There is indeed a reasonable argument to be made that U.S. immigration policy should be shaped with an eye toward favoring educated and high-skilled workers. Unfortunately, the president apparently doesn’t have clue about how to articulate it.

On Thursday, another firestorm erupted around Donald Trump when he again undermined his own cause with his impertinent and impolitic behavior that so often confounds his fellow Republicans. Meeting with members of Congress to discuss immigration, the president wondered aloud why the United States would accept more immigrants from Haiti and other “shithole” countries in Africa rather than from places such as Norway instead.

Democrats immediately jumped on the comment to again accuse the president of being a raging bigot. Mr.
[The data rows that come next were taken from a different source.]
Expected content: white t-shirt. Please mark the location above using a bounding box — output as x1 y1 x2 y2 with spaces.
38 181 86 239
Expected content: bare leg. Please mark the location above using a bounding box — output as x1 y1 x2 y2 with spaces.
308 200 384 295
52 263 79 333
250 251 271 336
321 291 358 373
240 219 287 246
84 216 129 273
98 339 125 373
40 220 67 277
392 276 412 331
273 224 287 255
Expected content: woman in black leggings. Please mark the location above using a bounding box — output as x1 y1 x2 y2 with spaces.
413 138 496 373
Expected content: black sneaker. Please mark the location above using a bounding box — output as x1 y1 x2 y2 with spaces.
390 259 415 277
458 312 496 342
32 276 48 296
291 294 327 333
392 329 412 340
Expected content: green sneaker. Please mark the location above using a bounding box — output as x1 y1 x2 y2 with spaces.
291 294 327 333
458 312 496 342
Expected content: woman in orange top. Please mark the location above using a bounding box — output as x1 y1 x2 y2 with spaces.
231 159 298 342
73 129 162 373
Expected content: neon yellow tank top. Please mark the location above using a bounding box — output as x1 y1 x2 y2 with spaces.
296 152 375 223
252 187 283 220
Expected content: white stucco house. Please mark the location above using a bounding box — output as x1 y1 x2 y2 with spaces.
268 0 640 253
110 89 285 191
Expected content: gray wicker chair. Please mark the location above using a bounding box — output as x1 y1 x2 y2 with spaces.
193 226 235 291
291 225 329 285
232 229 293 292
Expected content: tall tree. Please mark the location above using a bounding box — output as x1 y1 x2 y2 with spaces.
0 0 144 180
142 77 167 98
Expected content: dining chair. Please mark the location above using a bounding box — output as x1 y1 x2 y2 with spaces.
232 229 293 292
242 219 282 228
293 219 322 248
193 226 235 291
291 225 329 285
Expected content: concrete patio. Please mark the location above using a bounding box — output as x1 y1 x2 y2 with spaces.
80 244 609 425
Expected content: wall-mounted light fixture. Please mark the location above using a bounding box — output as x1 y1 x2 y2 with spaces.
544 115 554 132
Trump has nobody but himself to blame for providing that gaping opportunity, even though he was clumsily trying to make a larger point that had little to do with race.

To make matters worse, the president’s assumptions are flat-out wrong. As Tyler Cowen of Bloomberg News points out on the opposite page, those who come here from Africa are — for a variety of reasons — among the best-educated of all U.S. immigrants and typically work hard and succeed. We should welcome them with open arms.

Some Trump supporters jumped to his defense, applauding his blunt talk and his penchant for “telling it like it is.” But excusing the indefensible on partisan grounds is both intellectually lazy and morally corrupt. Mr. Trump’s remarks were wrong and indefensible coming from the president of the United States — and Republicans should condemn them in no uncertain terms.